For my parents it was December 7, 1941, the day the Japanese bombed Pearl Harbor. Later generations would perhaps mark the explosion of the space shuttle Challenger in 1986. Certainly the events of 9/11/2001 were the defining moments for millenials.

For those of us born in the beginning and middle of the 20-year Baby Boomer era it was the assassination of President John F. Kennedy on this day in 1963 in Dallas. Ask any of us, and we will be able to tell you where we were and what we were doing on that day.

I was eight years old, attending my tiny parochial school in my small Indiana hometown. It was lunchtime, when we always had lunch at our desks since we didn’t have a lunchroom. The principal herded all the students, from 1st through 8th grade, into the chapel/gym and announced these very words: “The President has been shot.”


I don’t remember the group’s reaction, although I remember a fellow classmate clutching his chest acting like he was shot a là the old TV westerns we watched in those days.

We then returned to our classroom, which had the only TV in the building. The older students joined us and lined the walls of our classroom, where we all watched as the death of the President was announced.

My parents experienced a unique circumstance at the time of the assassination. My father worked for Illinois Bell Telephone in the Gary, Indiana, office, and would call my mother each day at noon. At the time of the assassination they were conversing when my mother heard the radio announce the shooting. She said, “Harold, Kennedy’s been shot,” whereupon he told her he had to hang up. The relays used for telephone service back then — which created a constant cacophony during normal days — were instantly overloaded. Their system had shut down. My dad and other workers couldn’t sustain service.

I don’t recall much about the intervening days between that Friday and the day of the funeral, the following Monday. I do remember schools being closed on Monday, and I remember watching the funeral on the tiny black-and-white screen of our TV console. I will always remember the sound of the drum cadence, and especially the fractious prancing of Black Jack, the riderless horse who wore a saddle with boots symbolically reversed in the stirrups.

In later weeks I assembled a scrap book about the assassination that consisted of photos and articles from Life and Look weekly magazines, both now defunct. My parents purchased for me a copy of Four Dark Days in Historywhich I stuck inside the scrapbook. They’re all probably stowed somewhere in my parents’ home, although I have no idea where.

Fifty-two years later, most of the major figures of those days are now gone. Kennedy’s widow Jacqueline has passed on, along with their son John F. Kennedy, Jr. JFK’s brothers, Senators Ted and Robert Kennedy have also passed on, Robert having also been felled by an assassin’s bullet five years later. Only daughter Caroline Kennedy Schlossberg remains.

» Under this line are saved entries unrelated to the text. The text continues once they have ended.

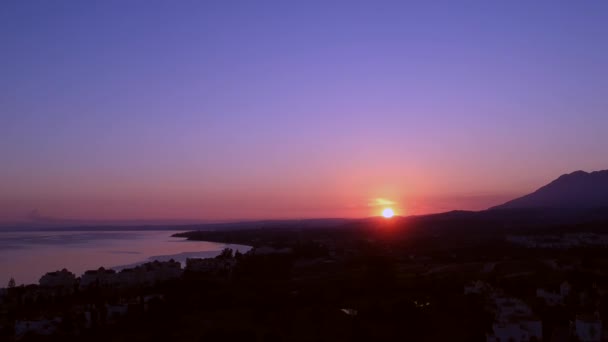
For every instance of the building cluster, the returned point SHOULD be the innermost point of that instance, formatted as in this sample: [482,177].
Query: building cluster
[555,298]
[142,275]
[210,265]
[64,283]
[514,320]
[561,241]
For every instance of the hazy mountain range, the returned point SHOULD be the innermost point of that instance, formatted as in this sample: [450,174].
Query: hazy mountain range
[576,190]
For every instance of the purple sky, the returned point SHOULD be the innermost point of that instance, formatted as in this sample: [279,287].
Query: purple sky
[256,109]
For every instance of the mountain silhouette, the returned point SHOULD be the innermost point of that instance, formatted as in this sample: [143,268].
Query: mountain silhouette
[576,190]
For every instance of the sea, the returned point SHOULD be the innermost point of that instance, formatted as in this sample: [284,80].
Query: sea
[27,255]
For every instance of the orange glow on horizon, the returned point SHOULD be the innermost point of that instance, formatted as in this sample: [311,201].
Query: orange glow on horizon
[388,213]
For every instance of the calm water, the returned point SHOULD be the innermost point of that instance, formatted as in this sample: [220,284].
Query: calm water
[26,256]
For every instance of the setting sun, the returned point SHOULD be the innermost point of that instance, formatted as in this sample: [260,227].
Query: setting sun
[388,213]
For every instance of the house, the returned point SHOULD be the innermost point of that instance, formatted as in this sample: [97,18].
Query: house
[210,265]
[266,250]
[517,331]
[58,279]
[38,327]
[551,298]
[588,328]
[3,294]
[99,277]
[149,273]
[115,311]
[477,287]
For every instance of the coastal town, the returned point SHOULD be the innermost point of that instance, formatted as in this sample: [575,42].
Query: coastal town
[372,281]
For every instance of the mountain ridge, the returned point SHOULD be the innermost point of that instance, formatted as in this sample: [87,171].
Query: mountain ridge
[575,190]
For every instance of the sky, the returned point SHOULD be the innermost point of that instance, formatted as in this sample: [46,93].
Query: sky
[225,110]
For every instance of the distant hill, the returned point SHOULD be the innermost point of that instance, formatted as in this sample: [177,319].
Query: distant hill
[575,191]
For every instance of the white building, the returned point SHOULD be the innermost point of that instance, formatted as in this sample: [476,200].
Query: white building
[520,331]
[477,287]
[99,277]
[266,250]
[588,328]
[63,278]
[551,298]
[38,327]
[210,265]
[149,273]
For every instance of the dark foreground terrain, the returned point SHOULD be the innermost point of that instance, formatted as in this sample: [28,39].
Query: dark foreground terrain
[451,277]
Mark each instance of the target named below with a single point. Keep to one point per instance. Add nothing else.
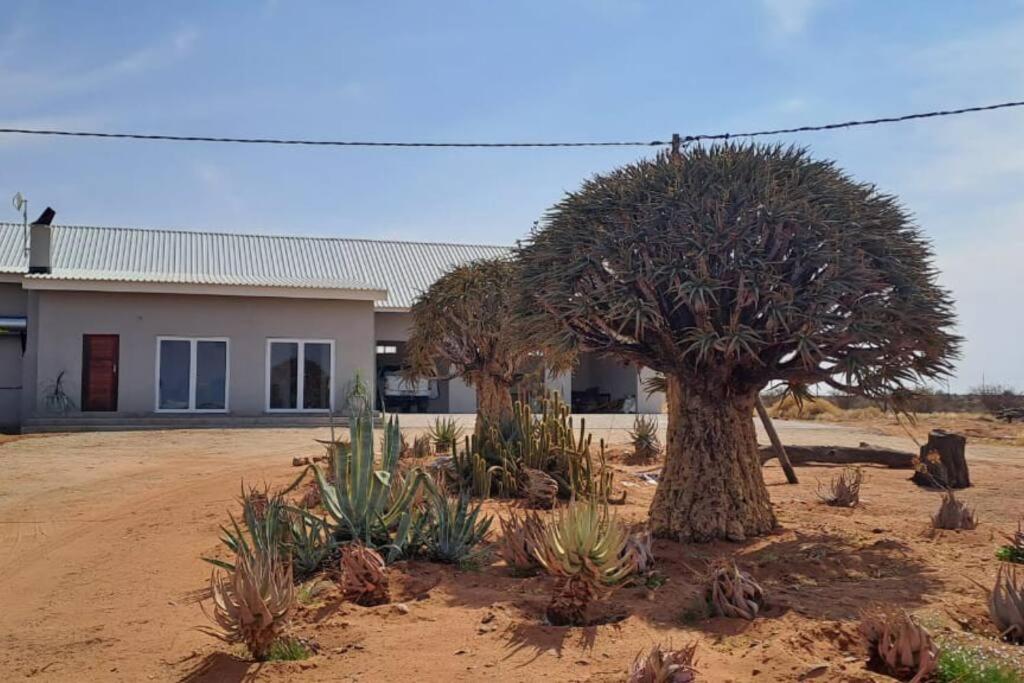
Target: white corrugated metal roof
(402, 268)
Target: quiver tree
(464, 327)
(726, 268)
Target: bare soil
(101, 535)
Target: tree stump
(944, 462)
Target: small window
(192, 374)
(300, 375)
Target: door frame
(86, 359)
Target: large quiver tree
(464, 326)
(727, 268)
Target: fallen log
(843, 455)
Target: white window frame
(193, 345)
(300, 386)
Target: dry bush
(898, 646)
(1006, 604)
(639, 547)
(253, 602)
(844, 489)
(364, 575)
(539, 488)
(665, 666)
(517, 545)
(734, 593)
(954, 514)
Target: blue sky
(514, 71)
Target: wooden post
(944, 460)
(783, 459)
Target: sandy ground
(100, 536)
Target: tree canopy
(747, 263)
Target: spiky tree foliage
(727, 268)
(464, 322)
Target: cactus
(898, 646)
(954, 514)
(1006, 604)
(665, 666)
(364, 575)
(844, 489)
(733, 593)
(583, 545)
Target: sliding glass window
(192, 374)
(300, 374)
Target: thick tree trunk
(494, 402)
(711, 485)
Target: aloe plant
(456, 528)
(366, 500)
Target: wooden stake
(783, 459)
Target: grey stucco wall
(13, 301)
(248, 322)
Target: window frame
(193, 370)
(301, 380)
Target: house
(110, 327)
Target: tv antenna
(22, 204)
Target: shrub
(1013, 551)
(898, 646)
(445, 434)
(665, 666)
(456, 529)
(646, 445)
(253, 601)
(734, 593)
(844, 491)
(953, 514)
(1006, 603)
(364, 575)
(519, 540)
(584, 545)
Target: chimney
(39, 243)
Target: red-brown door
(99, 372)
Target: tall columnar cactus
(359, 500)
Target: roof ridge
(261, 235)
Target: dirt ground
(101, 534)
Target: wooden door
(99, 372)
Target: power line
(625, 143)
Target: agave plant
(310, 544)
(953, 514)
(1006, 603)
(844, 489)
(898, 646)
(445, 434)
(456, 528)
(253, 601)
(584, 545)
(665, 666)
(1014, 550)
(367, 501)
(364, 575)
(734, 593)
(520, 537)
(646, 445)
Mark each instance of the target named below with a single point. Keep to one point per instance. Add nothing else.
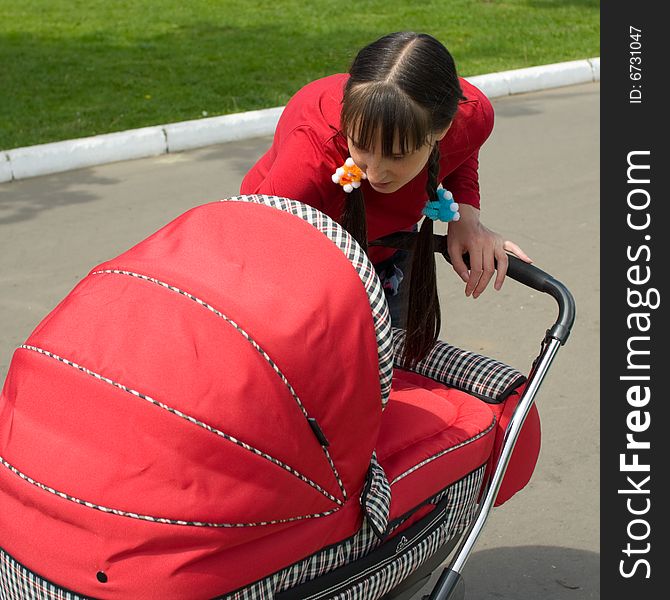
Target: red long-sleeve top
(308, 146)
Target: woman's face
(387, 174)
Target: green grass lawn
(73, 68)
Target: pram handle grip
(517, 269)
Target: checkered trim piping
(255, 345)
(376, 498)
(350, 248)
(487, 379)
(18, 583)
(190, 419)
(456, 516)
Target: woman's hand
(485, 248)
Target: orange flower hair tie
(349, 175)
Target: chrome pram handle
(450, 585)
(517, 269)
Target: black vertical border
(634, 511)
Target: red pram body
(211, 413)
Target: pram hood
(227, 373)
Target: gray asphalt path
(540, 188)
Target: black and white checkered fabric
(483, 377)
(376, 498)
(359, 259)
(454, 519)
(19, 583)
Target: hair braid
(354, 219)
(423, 310)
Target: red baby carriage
(216, 414)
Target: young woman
(410, 124)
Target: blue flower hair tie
(444, 208)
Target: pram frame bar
(450, 585)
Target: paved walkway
(540, 184)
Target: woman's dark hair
(402, 89)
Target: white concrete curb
(56, 157)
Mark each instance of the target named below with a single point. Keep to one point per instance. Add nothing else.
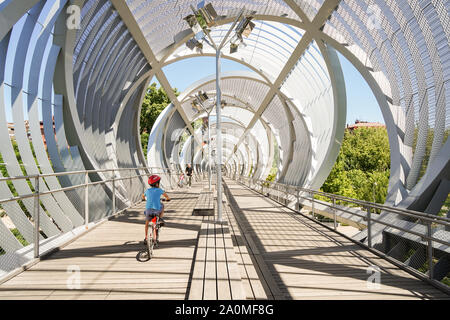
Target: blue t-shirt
(153, 196)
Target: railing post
(430, 251)
(86, 199)
(114, 192)
(36, 216)
(369, 227)
(286, 202)
(334, 213)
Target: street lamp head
(202, 96)
(243, 29)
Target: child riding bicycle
(181, 180)
(153, 206)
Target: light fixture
(202, 19)
(233, 47)
(202, 96)
(244, 28)
(206, 16)
(194, 44)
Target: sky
(361, 103)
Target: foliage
(362, 161)
(428, 146)
(155, 101)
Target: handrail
(425, 220)
(363, 203)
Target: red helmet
(153, 179)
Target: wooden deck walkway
(106, 258)
(216, 275)
(274, 254)
(300, 259)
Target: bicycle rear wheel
(150, 242)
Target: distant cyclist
(153, 206)
(189, 174)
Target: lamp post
(200, 97)
(199, 22)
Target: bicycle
(154, 227)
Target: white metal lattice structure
(81, 89)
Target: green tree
(362, 167)
(155, 101)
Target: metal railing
(432, 232)
(116, 176)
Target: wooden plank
(223, 283)
(237, 289)
(196, 289)
(210, 288)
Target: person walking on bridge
(189, 174)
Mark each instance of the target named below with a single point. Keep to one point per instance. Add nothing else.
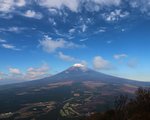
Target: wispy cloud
(99, 63)
(31, 73)
(14, 29)
(120, 56)
(10, 5)
(59, 4)
(66, 57)
(9, 46)
(33, 14)
(49, 45)
(115, 15)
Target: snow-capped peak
(78, 65)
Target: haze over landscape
(74, 60)
(39, 38)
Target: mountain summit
(80, 73)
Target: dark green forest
(137, 108)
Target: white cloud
(84, 27)
(37, 73)
(9, 46)
(96, 5)
(66, 57)
(10, 5)
(52, 21)
(101, 63)
(59, 4)
(14, 71)
(50, 45)
(109, 41)
(107, 2)
(120, 56)
(115, 15)
(33, 14)
(72, 30)
(32, 73)
(142, 5)
(12, 29)
(2, 41)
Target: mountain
(79, 72)
(69, 95)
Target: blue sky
(39, 38)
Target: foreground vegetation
(128, 109)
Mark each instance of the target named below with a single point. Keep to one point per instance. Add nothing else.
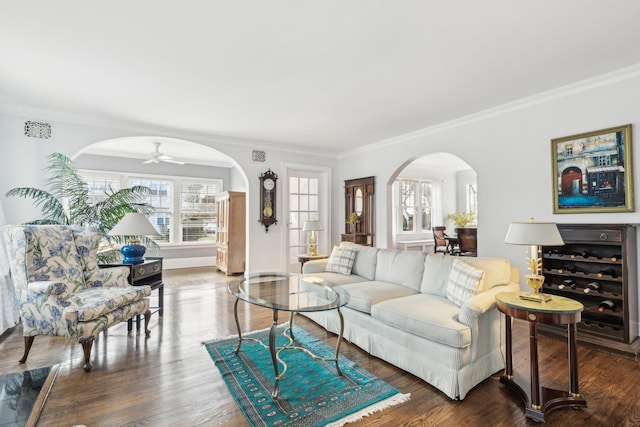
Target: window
(198, 211)
(160, 199)
(185, 208)
(101, 185)
(303, 205)
(415, 213)
(472, 199)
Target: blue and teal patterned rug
(311, 392)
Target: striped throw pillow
(463, 282)
(341, 260)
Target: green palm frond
(52, 208)
(67, 203)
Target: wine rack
(596, 264)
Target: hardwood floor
(169, 379)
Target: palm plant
(66, 202)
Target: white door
(307, 199)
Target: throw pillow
(341, 260)
(463, 282)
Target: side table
(148, 273)
(302, 258)
(557, 311)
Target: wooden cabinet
(598, 267)
(359, 197)
(230, 232)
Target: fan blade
(177, 162)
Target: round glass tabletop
(288, 292)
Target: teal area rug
(311, 391)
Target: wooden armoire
(230, 232)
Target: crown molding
(141, 129)
(622, 74)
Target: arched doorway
(423, 192)
(184, 177)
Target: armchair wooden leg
(87, 345)
(27, 347)
(147, 317)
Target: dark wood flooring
(169, 379)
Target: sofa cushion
(402, 267)
(341, 260)
(336, 279)
(364, 295)
(463, 282)
(424, 315)
(497, 271)
(436, 272)
(365, 263)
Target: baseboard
(173, 263)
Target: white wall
(510, 150)
(22, 163)
(508, 147)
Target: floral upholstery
(62, 290)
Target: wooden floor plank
(170, 380)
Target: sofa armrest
(481, 315)
(314, 266)
(49, 287)
(483, 302)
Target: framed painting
(592, 172)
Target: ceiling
(331, 74)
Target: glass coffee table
(287, 292)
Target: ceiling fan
(157, 157)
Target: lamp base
(133, 254)
(535, 281)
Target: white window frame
(435, 206)
(176, 183)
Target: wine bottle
(567, 267)
(569, 283)
(592, 286)
(609, 271)
(606, 305)
(577, 254)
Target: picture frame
(592, 172)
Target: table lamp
(535, 235)
(133, 225)
(313, 226)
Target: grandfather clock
(359, 197)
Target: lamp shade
(534, 233)
(133, 224)
(312, 225)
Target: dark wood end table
(557, 311)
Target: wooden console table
(148, 273)
(557, 311)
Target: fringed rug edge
(394, 400)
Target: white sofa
(399, 311)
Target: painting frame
(592, 172)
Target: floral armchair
(62, 290)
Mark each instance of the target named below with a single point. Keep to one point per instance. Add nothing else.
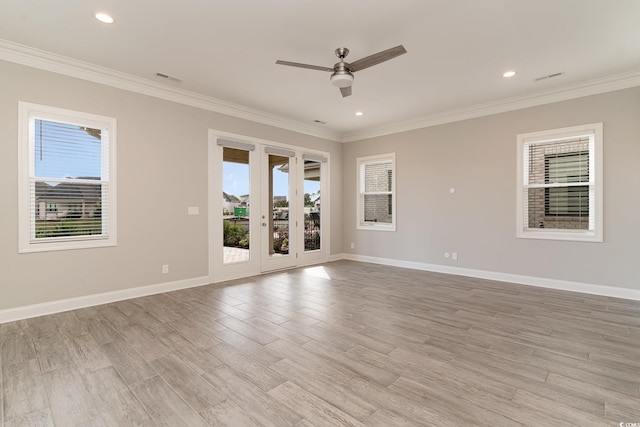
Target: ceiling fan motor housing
(341, 77)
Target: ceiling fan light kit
(342, 80)
(342, 72)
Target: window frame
(361, 224)
(594, 233)
(28, 113)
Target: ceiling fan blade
(377, 58)
(299, 65)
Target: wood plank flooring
(340, 344)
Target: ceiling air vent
(549, 76)
(168, 77)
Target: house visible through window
(376, 194)
(569, 201)
(67, 185)
(560, 184)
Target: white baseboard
(564, 285)
(35, 310)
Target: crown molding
(25, 55)
(591, 87)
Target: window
(66, 179)
(376, 192)
(560, 184)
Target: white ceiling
(457, 50)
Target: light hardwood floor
(344, 343)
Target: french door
(270, 217)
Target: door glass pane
(312, 205)
(279, 199)
(235, 204)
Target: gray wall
(477, 157)
(162, 169)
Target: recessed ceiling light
(103, 17)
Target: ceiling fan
(342, 72)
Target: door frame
(218, 270)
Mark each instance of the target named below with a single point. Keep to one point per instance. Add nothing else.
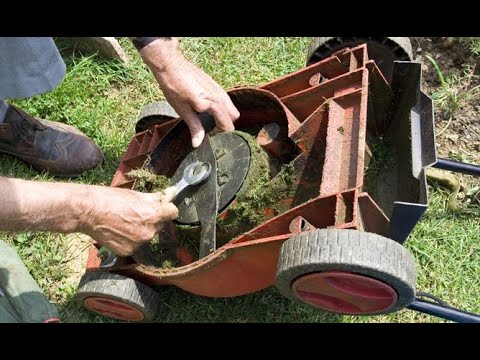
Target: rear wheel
(384, 50)
(117, 297)
(347, 272)
(153, 114)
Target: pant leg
(29, 66)
(23, 299)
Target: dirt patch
(461, 139)
(77, 255)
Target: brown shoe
(57, 148)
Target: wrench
(193, 174)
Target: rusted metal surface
(324, 108)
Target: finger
(194, 125)
(166, 212)
(168, 194)
(222, 118)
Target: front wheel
(347, 272)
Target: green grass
(103, 98)
(455, 90)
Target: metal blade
(206, 200)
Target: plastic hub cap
(345, 293)
(113, 308)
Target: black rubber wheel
(154, 113)
(347, 272)
(117, 297)
(384, 50)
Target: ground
(103, 98)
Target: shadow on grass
(266, 306)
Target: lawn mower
(315, 192)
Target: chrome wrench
(193, 174)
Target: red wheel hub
(344, 292)
(113, 308)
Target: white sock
(3, 110)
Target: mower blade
(206, 200)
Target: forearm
(160, 54)
(42, 206)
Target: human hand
(188, 89)
(123, 219)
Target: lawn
(102, 98)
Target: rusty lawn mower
(315, 192)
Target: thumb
(167, 195)
(195, 126)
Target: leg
(21, 299)
(31, 66)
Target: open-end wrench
(193, 174)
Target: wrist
(83, 204)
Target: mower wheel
(384, 50)
(153, 114)
(117, 297)
(346, 271)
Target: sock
(3, 110)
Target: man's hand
(188, 89)
(123, 220)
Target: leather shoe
(60, 149)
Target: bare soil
(461, 140)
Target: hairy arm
(119, 218)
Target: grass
(103, 98)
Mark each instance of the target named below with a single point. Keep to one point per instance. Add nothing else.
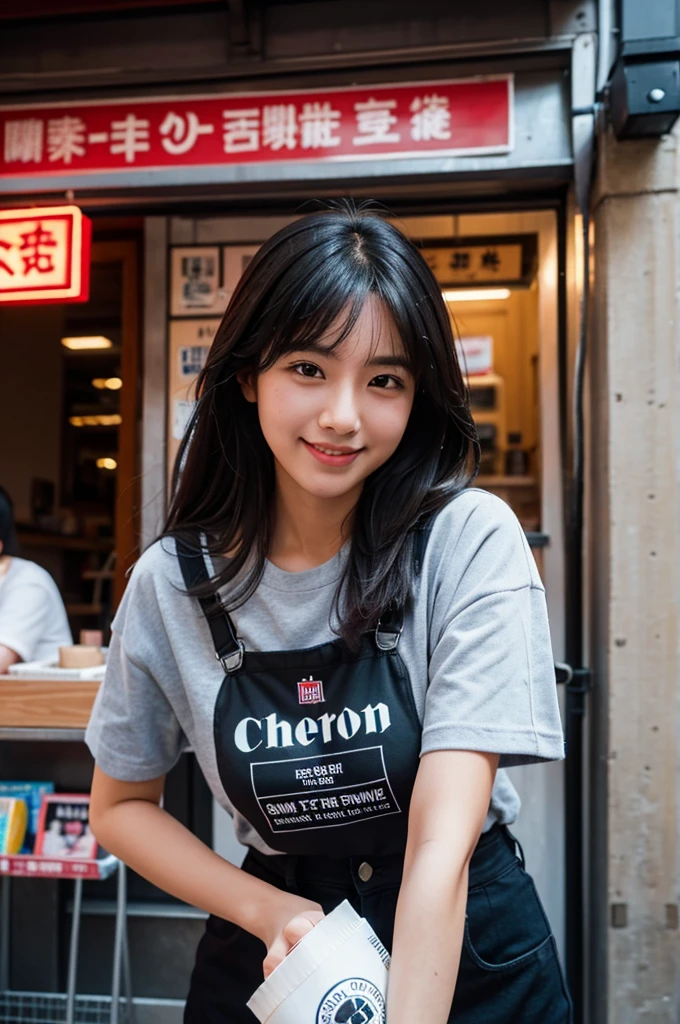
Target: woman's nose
(340, 412)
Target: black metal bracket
(576, 680)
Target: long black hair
(7, 530)
(317, 269)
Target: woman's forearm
(428, 936)
(166, 853)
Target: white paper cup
(337, 974)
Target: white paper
(337, 973)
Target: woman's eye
(305, 369)
(384, 381)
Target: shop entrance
(499, 274)
(69, 417)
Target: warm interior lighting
(100, 420)
(95, 341)
(475, 294)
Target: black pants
(509, 972)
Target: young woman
(350, 640)
(33, 620)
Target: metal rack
(58, 1008)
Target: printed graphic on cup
(336, 974)
(354, 1000)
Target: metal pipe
(118, 943)
(73, 951)
(576, 691)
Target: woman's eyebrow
(377, 360)
(389, 360)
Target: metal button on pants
(365, 871)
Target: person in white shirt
(33, 620)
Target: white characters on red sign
(431, 119)
(180, 132)
(24, 141)
(129, 137)
(242, 130)
(37, 245)
(35, 252)
(374, 122)
(66, 138)
(317, 122)
(280, 127)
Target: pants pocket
(509, 971)
(505, 922)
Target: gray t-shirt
(475, 643)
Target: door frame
(126, 522)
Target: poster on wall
(236, 260)
(189, 342)
(196, 286)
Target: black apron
(319, 748)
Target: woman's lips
(343, 459)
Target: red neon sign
(418, 119)
(44, 255)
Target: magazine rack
(27, 865)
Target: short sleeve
(24, 620)
(133, 732)
(492, 678)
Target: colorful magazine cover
(13, 819)
(64, 828)
(32, 793)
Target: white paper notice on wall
(193, 359)
(475, 355)
(181, 414)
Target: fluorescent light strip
(475, 294)
(97, 341)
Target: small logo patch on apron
(310, 691)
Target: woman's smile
(332, 456)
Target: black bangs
(305, 290)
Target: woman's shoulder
(473, 510)
(476, 531)
(157, 567)
(26, 571)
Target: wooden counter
(45, 704)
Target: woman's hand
(292, 922)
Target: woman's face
(332, 419)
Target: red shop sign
(424, 119)
(44, 255)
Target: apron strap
(390, 625)
(228, 647)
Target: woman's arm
(128, 821)
(448, 810)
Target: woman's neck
(308, 530)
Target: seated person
(33, 620)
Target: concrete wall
(635, 578)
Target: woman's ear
(248, 381)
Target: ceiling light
(475, 294)
(94, 341)
(100, 420)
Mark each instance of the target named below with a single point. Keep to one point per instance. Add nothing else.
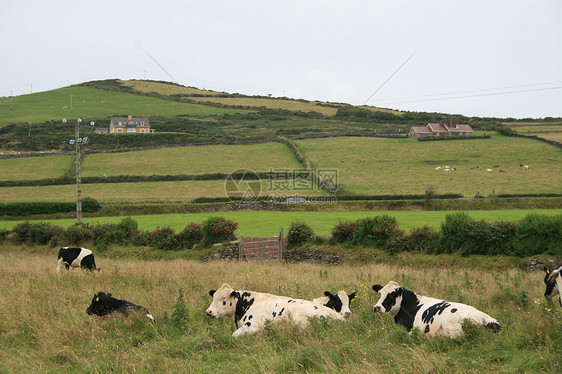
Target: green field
(90, 103)
(407, 166)
(45, 327)
(29, 168)
(264, 223)
(192, 160)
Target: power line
(389, 78)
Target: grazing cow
(432, 316)
(104, 304)
(553, 281)
(76, 257)
(339, 302)
(250, 310)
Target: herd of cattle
(250, 310)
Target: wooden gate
(261, 249)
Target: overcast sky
(477, 58)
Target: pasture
(373, 166)
(45, 327)
(267, 223)
(191, 160)
(28, 168)
(90, 103)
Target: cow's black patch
(408, 309)
(103, 304)
(429, 314)
(243, 303)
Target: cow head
(99, 305)
(224, 301)
(550, 281)
(340, 302)
(391, 298)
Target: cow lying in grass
(553, 281)
(250, 310)
(339, 302)
(433, 317)
(75, 257)
(104, 304)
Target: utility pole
(77, 140)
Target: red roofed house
(445, 127)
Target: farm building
(129, 124)
(446, 127)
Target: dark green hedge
(463, 137)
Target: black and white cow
(339, 302)
(553, 281)
(433, 317)
(250, 310)
(104, 304)
(76, 257)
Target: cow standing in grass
(250, 310)
(433, 317)
(104, 304)
(553, 281)
(76, 257)
(339, 302)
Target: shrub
(77, 235)
(454, 231)
(37, 233)
(163, 238)
(422, 239)
(190, 236)
(344, 231)
(538, 233)
(299, 233)
(217, 230)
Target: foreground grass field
(262, 223)
(192, 160)
(45, 328)
(407, 166)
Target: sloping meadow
(45, 327)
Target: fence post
(240, 248)
(280, 243)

Such was the day in which a President was murdered, and a little girl in a parochial school was witness to a day which she and others of her era will remember for the remainder of their lives.

Written by

Kim is a pint-sized patriot who packs some big contradictions. She is a Baby Boomer who never became a hippie, an active Republican who first registered as a Democrat (okay, it was to help a sorority sister's father in his run for sheriff), and a devout Lutheran who practices yoga. Growing up in small-town Indiana, now living in the Kansas City metro, Kim is a conservative Midwestern gal whose heart is also in the Seattle area, where her eldest daughter, son-in-law, and grandson live. Kim is a working speech pathologist who left school system employment behind to subcontract to an agency, and has never looked back. She describes her conservatism as falling in the mold of Russell Kirk's Ten Conservative Principles. Don't know what they are? Google them!

1 Comment
  • ccchristie464 says:

    Kim, this recounting of that date, November 22, 1963, really rang true. I was 9 years old and attending a parochial school as well. We lived in the suburbs of Cleveland, Ohio. My older sister and I happened to be off school that day with bad colds, but my aunt called my mom and told her, and then everyone started calling everyone else. The biggest deal was that my best friend called me and said I missed a crazy day at school where the nuns and the teachers were all crying in front of the class. I, too, have the distinct recollection of the riderless horse with the reversed boots … my mother (now 101!) kept pointing that out to me, my sister, and my two younger brothers throughout the funeral procession. I think I remember that image of the horse more than John-John’s salute to his father. I also remember the picture of Caroline and her mother kneeling at the casket, and it looked like Caroline put her hand under the flag covering it. Thanks for these recollections. This year (2018) Thanksgiving Day fell on November 22. It just seemed odd. As you so rightly point out, for Boomers, that remains a very dark day in history.